This command can be used to calculate a new data frame containing distances from all data records of a frame to several groups identified by a classified data. The distance can be measured as a) single linkage or b) group-average linkage (see figure below). Single linkage method locates the closest group member, and group-average first evaluates the average point for each group and calculates the distances between these group-averages and all data records. The result is a new data frame containing fields having the names of the groups identified in the classified data.
The calculation complexity of group-average linkage can be much smaller, but it cannot be used with certain types of data distributions. Part c) of the following figure depicts a problematic data distribution for group-average linkage.
There is also a local distance model available, in which all distances are limited to located minimum group-to-group distances. These minimum group distances are evaluated using single or group-average linkage according to chosen method.
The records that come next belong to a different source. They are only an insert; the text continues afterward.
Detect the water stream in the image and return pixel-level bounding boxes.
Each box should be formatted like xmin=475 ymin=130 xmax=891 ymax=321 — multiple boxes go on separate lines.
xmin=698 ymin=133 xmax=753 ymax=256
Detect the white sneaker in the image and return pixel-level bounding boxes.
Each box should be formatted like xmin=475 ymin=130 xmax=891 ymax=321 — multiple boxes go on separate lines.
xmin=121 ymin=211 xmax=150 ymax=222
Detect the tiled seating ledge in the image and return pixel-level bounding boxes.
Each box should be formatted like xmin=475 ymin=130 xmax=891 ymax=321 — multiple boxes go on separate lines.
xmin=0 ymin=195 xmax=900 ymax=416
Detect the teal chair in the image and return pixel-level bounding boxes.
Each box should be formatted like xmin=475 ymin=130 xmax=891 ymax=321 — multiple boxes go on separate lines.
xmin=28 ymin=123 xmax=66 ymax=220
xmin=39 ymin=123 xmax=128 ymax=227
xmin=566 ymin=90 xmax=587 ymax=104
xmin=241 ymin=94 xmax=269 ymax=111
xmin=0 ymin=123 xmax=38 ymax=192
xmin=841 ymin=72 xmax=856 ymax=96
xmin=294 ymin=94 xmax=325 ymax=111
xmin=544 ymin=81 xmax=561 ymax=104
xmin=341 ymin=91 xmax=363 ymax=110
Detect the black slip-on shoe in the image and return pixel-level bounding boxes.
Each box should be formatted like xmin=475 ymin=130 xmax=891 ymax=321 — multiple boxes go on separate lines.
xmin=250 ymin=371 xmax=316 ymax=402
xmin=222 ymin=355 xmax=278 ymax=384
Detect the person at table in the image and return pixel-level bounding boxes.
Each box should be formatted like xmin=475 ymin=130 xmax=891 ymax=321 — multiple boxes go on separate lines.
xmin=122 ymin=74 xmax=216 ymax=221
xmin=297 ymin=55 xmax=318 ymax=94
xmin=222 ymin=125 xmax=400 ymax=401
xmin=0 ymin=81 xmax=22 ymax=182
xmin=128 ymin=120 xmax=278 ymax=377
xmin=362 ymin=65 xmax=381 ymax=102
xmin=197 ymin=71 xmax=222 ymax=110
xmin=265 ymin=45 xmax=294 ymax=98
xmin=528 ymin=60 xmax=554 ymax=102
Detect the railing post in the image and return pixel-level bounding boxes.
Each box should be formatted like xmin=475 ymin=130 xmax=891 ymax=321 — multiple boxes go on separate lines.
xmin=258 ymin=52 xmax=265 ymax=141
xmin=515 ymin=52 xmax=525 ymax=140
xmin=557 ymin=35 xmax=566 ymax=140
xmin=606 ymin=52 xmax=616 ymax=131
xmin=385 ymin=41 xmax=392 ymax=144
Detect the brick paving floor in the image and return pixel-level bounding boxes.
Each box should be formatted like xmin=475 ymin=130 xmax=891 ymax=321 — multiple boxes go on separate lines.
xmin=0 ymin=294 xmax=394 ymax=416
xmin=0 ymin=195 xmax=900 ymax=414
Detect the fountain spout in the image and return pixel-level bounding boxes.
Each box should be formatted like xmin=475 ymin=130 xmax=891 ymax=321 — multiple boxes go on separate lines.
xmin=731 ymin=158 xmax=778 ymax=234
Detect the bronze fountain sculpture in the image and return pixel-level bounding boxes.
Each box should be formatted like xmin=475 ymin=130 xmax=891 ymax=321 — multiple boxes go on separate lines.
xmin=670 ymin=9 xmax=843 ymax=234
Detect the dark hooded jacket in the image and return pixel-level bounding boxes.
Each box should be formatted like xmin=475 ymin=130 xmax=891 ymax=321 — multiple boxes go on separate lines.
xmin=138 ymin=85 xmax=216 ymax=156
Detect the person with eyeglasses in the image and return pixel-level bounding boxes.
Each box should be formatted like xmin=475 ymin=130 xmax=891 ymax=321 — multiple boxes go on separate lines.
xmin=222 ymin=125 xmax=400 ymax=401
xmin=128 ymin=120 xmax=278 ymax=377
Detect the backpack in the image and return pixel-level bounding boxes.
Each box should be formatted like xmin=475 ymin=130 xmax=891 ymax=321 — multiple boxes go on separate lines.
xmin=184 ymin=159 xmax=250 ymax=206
cldist | Calculate euclidean distances between data records and groups |
-d <datain> | name of the original data to be used for distance calculation |
-c <cldata> | classified data containing groupings |
-dout <dataout> | distances from each vector to groups |
[-dmax <maxfld>] | field name to use to store located maximum distance |
[-gavg] | use group-average linkage instead of single linkage |
[-local] | use locally limited distances |
This command creates new fields to a data frame containing distances from data vectors to groups of datavectors within the same data set. The groupings are identified by a classified data structure. The fields in output data are named according to group names. Located maximum distance can be stored for later use.
Example: For an example, see grpms (section 4.9).